Tuesday, March 2, 2021

Voting rights of rural folks, including Navajo, at stake in case before U.S. Supreme Court

Nina Totenburg of NPR reported today on a case that U.S. Supreme Court will hear today challenging some Arizona laws governing voting.  Here's a salient quote re: rural Arizona and the Navajo nation:  

At issue are two Arizona laws. The first bars the counting of provisional ballots cast in the wrong precinct. The second, and more important, provision bars the collection of absentee ballots by anyone other than a family member or caregiver.
Former Democratic National Committee Chair Tom Perez says that this just isn't practical for many of Arizona's rural voters.

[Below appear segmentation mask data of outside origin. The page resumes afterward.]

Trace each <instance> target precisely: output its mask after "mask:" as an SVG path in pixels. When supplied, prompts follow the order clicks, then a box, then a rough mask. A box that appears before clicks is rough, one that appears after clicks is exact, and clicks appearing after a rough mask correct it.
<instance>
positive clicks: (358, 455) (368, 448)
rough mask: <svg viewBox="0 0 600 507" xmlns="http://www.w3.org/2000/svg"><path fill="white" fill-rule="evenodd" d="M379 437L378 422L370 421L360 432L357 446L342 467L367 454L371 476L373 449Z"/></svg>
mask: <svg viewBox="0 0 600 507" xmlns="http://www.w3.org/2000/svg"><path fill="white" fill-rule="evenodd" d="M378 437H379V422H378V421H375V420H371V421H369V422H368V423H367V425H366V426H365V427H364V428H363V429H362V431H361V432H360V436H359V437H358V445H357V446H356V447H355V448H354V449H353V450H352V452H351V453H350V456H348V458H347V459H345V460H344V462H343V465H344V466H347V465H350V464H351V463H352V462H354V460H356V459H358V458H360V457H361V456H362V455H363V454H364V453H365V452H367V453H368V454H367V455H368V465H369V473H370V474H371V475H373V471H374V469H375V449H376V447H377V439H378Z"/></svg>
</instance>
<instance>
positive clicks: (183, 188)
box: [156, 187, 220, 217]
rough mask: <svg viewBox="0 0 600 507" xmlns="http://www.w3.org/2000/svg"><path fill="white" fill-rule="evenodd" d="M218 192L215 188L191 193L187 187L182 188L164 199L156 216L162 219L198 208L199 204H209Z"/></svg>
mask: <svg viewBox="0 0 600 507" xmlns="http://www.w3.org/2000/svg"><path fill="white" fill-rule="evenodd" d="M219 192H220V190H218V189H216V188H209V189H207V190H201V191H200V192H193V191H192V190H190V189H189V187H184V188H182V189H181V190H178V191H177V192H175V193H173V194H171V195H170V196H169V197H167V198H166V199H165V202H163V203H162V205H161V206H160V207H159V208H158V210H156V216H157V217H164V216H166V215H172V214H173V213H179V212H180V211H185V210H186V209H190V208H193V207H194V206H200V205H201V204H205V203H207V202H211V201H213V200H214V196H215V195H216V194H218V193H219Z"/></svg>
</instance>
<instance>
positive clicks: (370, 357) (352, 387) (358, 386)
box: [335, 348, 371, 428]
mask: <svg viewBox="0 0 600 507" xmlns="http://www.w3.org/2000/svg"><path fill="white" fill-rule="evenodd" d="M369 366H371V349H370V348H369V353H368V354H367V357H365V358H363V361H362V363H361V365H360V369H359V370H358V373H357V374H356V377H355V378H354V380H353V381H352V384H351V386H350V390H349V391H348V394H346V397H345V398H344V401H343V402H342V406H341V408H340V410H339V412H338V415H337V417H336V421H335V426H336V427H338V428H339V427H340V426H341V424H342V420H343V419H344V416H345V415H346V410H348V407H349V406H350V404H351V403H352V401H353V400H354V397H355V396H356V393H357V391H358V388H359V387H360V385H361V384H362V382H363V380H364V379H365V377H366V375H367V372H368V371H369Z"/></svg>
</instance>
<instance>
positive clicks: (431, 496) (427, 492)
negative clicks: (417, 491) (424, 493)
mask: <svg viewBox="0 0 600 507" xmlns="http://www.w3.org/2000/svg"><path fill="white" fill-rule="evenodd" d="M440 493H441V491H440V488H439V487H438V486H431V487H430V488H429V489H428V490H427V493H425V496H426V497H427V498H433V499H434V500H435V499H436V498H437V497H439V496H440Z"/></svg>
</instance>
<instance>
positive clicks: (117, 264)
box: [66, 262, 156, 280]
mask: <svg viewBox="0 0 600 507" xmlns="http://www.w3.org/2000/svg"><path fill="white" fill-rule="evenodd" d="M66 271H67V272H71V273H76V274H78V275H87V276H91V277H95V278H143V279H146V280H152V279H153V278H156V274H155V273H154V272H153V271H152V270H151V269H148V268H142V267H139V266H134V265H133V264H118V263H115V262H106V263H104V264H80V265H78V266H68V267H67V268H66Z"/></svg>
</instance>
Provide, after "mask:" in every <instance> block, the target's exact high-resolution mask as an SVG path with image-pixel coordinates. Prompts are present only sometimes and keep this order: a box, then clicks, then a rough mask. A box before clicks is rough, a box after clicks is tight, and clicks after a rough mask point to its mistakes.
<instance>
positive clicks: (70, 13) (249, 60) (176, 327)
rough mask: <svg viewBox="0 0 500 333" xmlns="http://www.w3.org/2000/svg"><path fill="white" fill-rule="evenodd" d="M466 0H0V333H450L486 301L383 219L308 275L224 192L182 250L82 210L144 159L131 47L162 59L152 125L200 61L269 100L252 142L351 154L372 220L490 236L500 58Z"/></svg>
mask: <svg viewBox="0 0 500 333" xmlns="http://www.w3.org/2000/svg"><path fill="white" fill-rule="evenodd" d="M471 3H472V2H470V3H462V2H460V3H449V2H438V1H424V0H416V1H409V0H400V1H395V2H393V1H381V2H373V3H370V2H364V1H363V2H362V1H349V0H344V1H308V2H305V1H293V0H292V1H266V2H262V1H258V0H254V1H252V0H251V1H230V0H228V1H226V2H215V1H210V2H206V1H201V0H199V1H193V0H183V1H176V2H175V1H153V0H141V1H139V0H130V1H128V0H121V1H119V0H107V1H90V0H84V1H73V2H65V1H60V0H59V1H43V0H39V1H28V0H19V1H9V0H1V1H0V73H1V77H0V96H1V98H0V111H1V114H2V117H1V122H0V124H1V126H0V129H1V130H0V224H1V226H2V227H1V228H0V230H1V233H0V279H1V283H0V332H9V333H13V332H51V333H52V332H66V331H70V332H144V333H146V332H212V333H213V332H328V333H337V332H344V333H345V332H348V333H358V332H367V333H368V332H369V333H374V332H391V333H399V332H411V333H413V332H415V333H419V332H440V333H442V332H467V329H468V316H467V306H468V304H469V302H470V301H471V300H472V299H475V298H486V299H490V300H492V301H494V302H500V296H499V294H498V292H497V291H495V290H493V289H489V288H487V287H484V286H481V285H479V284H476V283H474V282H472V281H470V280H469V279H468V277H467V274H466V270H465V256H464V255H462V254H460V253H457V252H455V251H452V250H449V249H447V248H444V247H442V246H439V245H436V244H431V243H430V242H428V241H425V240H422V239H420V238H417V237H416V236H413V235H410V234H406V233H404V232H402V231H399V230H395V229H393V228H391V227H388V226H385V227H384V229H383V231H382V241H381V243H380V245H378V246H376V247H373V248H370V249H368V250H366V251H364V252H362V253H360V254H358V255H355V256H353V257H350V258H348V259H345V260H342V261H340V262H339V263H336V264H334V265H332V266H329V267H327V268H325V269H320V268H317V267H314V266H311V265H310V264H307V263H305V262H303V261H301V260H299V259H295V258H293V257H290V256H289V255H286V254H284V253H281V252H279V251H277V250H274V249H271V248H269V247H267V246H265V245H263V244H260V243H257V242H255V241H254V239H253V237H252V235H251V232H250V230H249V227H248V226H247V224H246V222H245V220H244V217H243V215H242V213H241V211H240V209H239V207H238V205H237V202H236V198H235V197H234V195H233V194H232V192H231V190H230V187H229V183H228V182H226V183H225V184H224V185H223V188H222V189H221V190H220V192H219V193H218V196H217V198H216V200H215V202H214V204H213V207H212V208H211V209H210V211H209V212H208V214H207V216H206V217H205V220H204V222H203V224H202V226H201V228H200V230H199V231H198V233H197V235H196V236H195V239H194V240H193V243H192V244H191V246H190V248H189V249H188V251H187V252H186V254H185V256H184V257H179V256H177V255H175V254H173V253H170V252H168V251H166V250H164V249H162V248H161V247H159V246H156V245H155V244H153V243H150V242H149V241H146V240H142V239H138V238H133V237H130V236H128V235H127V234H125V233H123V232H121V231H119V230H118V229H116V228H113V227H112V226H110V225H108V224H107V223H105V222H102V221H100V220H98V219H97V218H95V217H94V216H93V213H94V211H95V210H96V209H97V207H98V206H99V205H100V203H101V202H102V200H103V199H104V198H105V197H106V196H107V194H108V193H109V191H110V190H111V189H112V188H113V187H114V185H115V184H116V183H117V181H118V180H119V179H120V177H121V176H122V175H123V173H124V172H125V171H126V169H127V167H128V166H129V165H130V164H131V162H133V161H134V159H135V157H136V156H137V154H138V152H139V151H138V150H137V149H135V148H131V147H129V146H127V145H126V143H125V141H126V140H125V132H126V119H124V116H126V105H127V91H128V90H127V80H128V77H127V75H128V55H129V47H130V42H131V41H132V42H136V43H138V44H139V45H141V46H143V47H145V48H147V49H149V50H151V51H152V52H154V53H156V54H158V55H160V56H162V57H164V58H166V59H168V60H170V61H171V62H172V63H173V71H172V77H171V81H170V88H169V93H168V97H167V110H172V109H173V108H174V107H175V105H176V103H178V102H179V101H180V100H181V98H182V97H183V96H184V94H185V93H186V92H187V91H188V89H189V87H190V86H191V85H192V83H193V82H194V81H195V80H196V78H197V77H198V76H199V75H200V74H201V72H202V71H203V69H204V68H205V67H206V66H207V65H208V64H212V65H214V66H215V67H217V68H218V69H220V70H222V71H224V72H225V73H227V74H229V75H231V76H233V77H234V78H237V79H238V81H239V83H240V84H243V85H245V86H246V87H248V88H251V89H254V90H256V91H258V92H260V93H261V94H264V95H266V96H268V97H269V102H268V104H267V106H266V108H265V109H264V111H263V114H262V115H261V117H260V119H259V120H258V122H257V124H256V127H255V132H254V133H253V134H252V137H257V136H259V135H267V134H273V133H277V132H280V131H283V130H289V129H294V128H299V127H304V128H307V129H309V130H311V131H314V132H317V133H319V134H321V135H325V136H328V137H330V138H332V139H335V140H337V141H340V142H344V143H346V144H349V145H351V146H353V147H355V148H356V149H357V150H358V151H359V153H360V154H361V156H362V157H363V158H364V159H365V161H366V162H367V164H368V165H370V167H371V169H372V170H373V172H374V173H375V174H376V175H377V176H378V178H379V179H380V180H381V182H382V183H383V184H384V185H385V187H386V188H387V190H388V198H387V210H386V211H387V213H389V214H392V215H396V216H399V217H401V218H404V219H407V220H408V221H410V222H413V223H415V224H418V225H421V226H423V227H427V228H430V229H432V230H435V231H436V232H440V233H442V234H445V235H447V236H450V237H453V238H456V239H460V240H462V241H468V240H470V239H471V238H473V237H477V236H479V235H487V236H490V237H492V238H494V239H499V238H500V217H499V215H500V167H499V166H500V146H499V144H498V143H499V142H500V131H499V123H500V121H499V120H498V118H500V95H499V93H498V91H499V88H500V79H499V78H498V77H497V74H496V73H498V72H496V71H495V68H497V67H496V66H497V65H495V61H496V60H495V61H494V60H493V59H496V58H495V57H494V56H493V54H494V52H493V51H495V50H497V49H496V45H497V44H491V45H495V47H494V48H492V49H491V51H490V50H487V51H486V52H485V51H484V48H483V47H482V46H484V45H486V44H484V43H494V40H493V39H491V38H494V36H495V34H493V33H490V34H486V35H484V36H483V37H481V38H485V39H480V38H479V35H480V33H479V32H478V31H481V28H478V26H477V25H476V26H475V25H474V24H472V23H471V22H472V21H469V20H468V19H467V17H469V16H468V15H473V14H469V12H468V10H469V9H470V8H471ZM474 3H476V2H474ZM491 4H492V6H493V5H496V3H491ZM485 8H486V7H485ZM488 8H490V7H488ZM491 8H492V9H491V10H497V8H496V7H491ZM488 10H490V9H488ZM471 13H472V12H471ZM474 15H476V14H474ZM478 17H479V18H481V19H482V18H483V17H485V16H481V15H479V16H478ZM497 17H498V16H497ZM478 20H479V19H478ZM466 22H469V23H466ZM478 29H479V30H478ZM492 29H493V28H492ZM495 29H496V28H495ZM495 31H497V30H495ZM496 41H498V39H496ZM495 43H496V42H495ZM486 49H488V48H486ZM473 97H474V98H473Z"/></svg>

"I don't think you can understand this case without understanding the geography of Arizona," Perez explains. "The Navajo Nation is 27,000 square miles. It's bigger than West Virginia. It's very remote. There's a lot of abject poverty."

Many people aren't even on a postal route, he observes. "Some people have to travel an hour or two to get to a mailbox, and so voting requires the active assistance of friends and neighbors."

That active assistance often involves community and party activists who collect absentee ballots from people who don't have cars so that the sealed ballots can be delivered to a post office or drop box. The Republican-dominated state legislature wants to make such assistance a felony.